Abstract

Background: Thyroid storm is a rare and life-threatening emergency requiring prompt intervention that is diagnosed based on a combination of clinical, physical and biochemical findings. Presented here is a case of thyroid storm which proved a diagnostic challenge due to its atypical presentation and whose management was further complicated by uncommon sequelae including DIC, hypoglycemia, kidney failure and shock liver. Clinical Case: A 37-year-old female with Graves’ disease presented to the Emergency Department with a chief complaint of facial swelling with concern for recent food allergy. Initial labs revealed elevated fT4 of 5.17 ng/dL (n 0.6-1.12 ng/dL) and suppressed TSH <0.01 uIU/mL (n 0.45-4.12 uIU/mL), but otherwise normal range BMP and CBC. While awaiting admission in the ED, she had normal cognition, stable vitals and scored 25 per Burch-Wartofsky scale.
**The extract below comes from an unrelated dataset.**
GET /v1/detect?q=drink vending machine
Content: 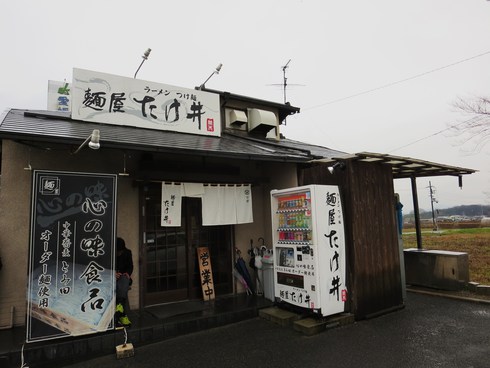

Given significant thyrotoxicosis and history of non-compliance with Graves’ treatment, patient was nevertheless empirically started on treatment for suspected thyroid storm in addition to treatment for possible allergic reaction. In the ED patient suddenly went into cardiac arrest with ROSC achieved after 2 rounds of CPR. Following ROSC, labs showed BG of 24 mg/dL (n<115 mg/dL), WBC to 24 thousand/mcL (n 4.0-10.5 thousand/mcL), lactate >10 mmol/L (n< 2mmol/L), D-dimer >20,000 ng/mL (n<500 ng/mL), AST 1869 U/L (n<52 U/L). Patient underwent a prolonged hospital course requiring treatment for hypoglycemia, shock liver, acute kidney injury, heart failure, atrial fibrillation, DIC and embolic CVA. Her initial shock liver improved and transitioned into a cholestatic picture, prompting a change in her thionamides from PTU to Methimazole, then back to PTU later on. Her multi-organ failure improved gradually over 3 weeks with mechanical ventilation, CRRT, blood transfusion, stress dose steroids and comprehensive critical care treatment. Patient was eventually discharged with close endocrine, ENT, cardiology, and neurology follow up. Conclusion: In diagnosing and treating this rare but life-threatening endocrine emergency, a strong clinical suspicion should not be detracted by an atypical presentation and prompt action is needed. It is vital to remember that this is first and foremost a clinical diagnosis that can be further supported with laboratory and physical findings. Furthermore, this case is an example of the extent of multi-organ failure that can result from thyroid storm.